Well, actually, it had gone off, but I don't want to gross you city folks out. And I don't want to food police on my back either.
The 'off' milk reminded me of the older lady who lived next door to us when I was growing up. (I do, of course, us the phrase 'growing up' in the loosest possible sense of the phrase: it simply means adding more months and years to a person's young life.) And the milk didn't, in and of itself, remind me of my next door neighbour. Rather, it reminded me that every time I walked into her kitchen - or so it seems in my memory - she was making girdle scones and the milk she used was milk that had gone off. Bainne goirt.
8 oz ( 225g) Self Raising flour
pinch of salt
2 oz (50g) caster sugar
2 oz (50g) butter
1 egg, beaten
3-4 tblsp (45-60ml) milk.
Now, I have made a couple of batches of scones, and used two different recipes, but this is the one I used yesterday.

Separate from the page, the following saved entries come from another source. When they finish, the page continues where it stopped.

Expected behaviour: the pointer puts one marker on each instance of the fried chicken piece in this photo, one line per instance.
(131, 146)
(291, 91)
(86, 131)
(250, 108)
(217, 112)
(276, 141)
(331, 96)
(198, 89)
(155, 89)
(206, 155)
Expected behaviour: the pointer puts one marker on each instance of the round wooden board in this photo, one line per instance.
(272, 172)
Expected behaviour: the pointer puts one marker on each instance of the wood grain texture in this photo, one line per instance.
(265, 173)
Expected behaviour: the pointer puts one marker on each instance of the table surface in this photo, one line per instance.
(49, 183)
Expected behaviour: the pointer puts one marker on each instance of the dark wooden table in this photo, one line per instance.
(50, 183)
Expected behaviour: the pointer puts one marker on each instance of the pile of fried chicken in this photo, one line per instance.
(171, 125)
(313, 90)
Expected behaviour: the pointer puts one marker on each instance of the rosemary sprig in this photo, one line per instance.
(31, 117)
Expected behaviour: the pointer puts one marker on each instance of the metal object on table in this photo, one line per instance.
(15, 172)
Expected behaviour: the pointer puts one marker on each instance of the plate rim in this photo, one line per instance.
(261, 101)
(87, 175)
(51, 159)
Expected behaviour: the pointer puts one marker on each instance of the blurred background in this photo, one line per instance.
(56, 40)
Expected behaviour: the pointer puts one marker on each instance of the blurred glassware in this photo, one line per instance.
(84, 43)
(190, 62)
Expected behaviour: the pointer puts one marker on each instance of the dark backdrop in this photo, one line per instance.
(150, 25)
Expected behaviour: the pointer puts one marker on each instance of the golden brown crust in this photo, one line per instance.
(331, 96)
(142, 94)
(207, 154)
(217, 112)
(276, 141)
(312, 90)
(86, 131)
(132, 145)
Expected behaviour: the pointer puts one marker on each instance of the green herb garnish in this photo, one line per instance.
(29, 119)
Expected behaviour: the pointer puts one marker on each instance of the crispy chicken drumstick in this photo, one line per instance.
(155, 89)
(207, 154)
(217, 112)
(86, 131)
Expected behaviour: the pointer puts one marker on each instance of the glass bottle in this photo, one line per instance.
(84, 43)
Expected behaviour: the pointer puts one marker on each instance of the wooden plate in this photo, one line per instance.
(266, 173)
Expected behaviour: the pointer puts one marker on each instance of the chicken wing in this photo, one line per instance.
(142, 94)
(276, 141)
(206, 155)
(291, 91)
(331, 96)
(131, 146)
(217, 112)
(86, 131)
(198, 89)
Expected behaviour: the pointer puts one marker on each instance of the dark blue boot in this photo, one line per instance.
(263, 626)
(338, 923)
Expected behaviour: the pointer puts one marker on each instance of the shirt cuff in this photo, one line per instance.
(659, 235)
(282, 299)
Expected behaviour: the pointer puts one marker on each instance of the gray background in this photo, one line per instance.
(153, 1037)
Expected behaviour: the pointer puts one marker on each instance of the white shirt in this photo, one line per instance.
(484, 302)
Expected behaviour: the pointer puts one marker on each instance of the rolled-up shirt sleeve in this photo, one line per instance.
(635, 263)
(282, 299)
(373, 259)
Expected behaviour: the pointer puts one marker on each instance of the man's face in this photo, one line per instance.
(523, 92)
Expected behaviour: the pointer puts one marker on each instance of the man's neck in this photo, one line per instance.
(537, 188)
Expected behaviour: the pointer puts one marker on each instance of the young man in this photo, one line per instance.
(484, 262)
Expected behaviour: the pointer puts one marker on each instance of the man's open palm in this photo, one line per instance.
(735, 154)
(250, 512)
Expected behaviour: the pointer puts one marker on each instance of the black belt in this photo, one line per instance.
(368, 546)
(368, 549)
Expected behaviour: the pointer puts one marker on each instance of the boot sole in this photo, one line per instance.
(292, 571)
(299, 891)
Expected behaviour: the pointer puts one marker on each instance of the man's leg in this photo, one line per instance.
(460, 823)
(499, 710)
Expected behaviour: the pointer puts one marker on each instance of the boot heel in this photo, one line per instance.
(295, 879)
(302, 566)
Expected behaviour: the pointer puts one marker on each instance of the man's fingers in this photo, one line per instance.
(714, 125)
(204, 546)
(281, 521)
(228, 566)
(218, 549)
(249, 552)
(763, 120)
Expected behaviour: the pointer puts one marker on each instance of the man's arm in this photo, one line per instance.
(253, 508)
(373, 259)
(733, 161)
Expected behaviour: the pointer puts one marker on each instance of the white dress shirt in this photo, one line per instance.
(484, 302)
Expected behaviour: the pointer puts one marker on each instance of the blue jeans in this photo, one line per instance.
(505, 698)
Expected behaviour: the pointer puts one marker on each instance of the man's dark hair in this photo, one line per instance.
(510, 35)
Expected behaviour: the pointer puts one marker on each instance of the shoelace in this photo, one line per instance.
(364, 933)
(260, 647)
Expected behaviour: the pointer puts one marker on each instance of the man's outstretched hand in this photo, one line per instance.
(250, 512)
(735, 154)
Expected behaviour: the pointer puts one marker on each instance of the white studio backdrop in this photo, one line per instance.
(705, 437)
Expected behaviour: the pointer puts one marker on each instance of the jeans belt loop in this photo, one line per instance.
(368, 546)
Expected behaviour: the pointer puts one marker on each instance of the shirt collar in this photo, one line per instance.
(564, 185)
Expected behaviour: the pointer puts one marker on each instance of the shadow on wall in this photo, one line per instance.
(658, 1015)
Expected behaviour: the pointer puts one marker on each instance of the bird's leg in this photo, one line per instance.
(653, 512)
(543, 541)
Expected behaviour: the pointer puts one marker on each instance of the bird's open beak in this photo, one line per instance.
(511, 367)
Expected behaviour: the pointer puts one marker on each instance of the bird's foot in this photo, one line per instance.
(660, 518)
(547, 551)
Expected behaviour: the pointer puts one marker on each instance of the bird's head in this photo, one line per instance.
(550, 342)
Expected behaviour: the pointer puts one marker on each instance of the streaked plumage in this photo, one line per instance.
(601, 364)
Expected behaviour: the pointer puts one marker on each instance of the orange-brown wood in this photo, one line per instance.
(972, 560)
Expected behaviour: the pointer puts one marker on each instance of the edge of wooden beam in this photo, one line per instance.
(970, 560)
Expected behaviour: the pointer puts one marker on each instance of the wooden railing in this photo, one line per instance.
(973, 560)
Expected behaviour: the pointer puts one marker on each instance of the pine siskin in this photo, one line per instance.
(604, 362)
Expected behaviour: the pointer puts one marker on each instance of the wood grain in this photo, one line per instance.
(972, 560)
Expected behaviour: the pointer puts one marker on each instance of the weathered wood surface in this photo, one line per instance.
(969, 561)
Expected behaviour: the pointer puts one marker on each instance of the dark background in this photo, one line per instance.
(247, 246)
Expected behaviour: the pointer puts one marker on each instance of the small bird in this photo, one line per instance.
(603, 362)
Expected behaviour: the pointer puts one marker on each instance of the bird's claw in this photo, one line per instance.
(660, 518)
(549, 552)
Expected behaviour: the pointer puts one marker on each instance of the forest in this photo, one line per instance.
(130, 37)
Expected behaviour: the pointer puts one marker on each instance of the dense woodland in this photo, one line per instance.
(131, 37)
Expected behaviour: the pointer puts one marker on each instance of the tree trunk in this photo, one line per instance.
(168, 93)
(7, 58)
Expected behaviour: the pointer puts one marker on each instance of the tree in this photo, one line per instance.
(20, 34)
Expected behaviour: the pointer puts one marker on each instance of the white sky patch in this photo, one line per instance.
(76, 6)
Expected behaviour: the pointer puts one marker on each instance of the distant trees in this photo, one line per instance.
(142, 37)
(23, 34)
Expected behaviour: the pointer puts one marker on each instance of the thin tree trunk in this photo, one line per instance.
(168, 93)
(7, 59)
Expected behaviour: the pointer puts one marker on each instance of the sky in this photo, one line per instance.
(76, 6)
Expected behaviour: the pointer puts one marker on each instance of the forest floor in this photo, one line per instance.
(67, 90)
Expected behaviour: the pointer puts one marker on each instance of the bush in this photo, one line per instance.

Before you begin the baking, preheat the griddle. Low and slow is my motto here. Low heat, longer time.
Mix flour and salt. Rub the butter into the dry ingredients, and add the sugar.
Mix (I did the mixing with a fork) the beaten egg and milk into the flour mixture to form a dough.
Turn the dough out onto a floured surface,
and pat into a round shape.
Cut into quarters,
and cook on the griddle
until browned on both sides.
Then enjoy one with loads of melting butter.
And maybe another with butter and cheddar cheese.
And maybe another with Raspberry jam.
Of course, these are alternative suggestions. I'm not suggesting you try all these three combinations.
Dearie me! Of course I wouldn't suggest that, but if you were to try them all, accompanied by lots of hot tea, I reckon you would love it.
And remember, I'm just sayin'. Not suggesting.... just sayin'.